The Little Rock-based company is involved in a variety of large industrial, commercial, and roadway projects around the county. It specializes in many types of construction projects including steel mills and golf courses.
Lexicon is divided into four divisions. Lexicon’s Construction division (formerly known as Schueck Steel) that specializes in structural steel erection, mechanical equipment installation, construction management, and plant maintenance.
The Prospect Steel division specializes in structural steel fabrication and erection. The Custom Metals division focuses on plate and sheet fabrication, installation, and maintenance. Heritage Links specializes in golf course construction.
Schueck and his wife Marge didn’t have a lot of money when they started Lexicon. Marge spent many long nights as the fledgling company’s secretary, assistant, and in other roles. She worked even when she was pregnant.
“Could not have done it without her,” Schueck said.
As time passed, the company grew and became more profitable. What really spurred its growth was the construction of the Nucor Yamato plant in Hickman. Lexicon had never built a steel mill before, and Schueck said he wasn’t sure how they were going to build the largest steel mill in the Western Hemisphere in a Mississippi County cotton field.

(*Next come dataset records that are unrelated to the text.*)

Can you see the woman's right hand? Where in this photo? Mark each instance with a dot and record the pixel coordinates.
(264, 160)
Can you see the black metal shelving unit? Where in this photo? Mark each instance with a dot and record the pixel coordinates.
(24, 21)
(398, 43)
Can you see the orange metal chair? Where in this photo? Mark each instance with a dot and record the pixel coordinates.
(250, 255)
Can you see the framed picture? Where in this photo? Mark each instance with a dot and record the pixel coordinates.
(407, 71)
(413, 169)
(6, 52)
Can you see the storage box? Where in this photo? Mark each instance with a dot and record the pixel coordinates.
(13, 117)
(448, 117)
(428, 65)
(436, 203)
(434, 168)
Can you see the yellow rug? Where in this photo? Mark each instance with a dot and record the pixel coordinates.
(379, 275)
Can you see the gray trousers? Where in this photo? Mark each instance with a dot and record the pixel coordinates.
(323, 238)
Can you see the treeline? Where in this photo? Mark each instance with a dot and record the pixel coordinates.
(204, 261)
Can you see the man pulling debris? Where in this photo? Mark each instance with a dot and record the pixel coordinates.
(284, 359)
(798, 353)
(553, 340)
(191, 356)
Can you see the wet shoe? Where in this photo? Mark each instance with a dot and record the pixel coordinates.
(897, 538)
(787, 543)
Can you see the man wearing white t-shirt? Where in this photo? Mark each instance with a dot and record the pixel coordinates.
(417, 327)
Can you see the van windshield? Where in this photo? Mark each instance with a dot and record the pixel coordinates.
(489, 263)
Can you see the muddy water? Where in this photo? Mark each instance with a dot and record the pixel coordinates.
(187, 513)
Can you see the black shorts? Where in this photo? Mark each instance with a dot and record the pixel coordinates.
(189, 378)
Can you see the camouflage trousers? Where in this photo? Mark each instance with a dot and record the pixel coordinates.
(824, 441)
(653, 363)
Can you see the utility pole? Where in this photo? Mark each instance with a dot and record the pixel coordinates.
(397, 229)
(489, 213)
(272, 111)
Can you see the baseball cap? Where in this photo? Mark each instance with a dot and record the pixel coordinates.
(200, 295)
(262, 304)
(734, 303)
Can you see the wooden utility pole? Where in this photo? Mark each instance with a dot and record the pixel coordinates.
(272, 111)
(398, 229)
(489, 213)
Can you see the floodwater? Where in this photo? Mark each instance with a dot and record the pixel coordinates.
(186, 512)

He worked closely with John Correnti, who would go onto to be the CEO at Nucor and Big River Steel. The mill was a major success, and Lexicon shot to new heights, Schueck said. During the last three decades, Lexicon has been involved in the construction of almost every steel mill in the South, he said.
The toughest part of the business is retaining high quality employees during periods of economic instability, he said. The steel sector is extremely sensitive to economic conditions, he said. To keep his best employees, Schueck said the company has given millions of dollars in bonuses through the years. Any employee that works for the company for 20 years receives a tax-free, $10,000 bonus. Schueck estimates the company has paid about $1.5 million through this bonus program, alone, he added.
The steel industry has been booming the last several years, and Schueck said he expects the company he started a half century ago to continue to thrive. But, it will be up to his son, Patrick, and the leadership team the company has formed to make that happen.
“It’ll be up to them,” he said with a smile.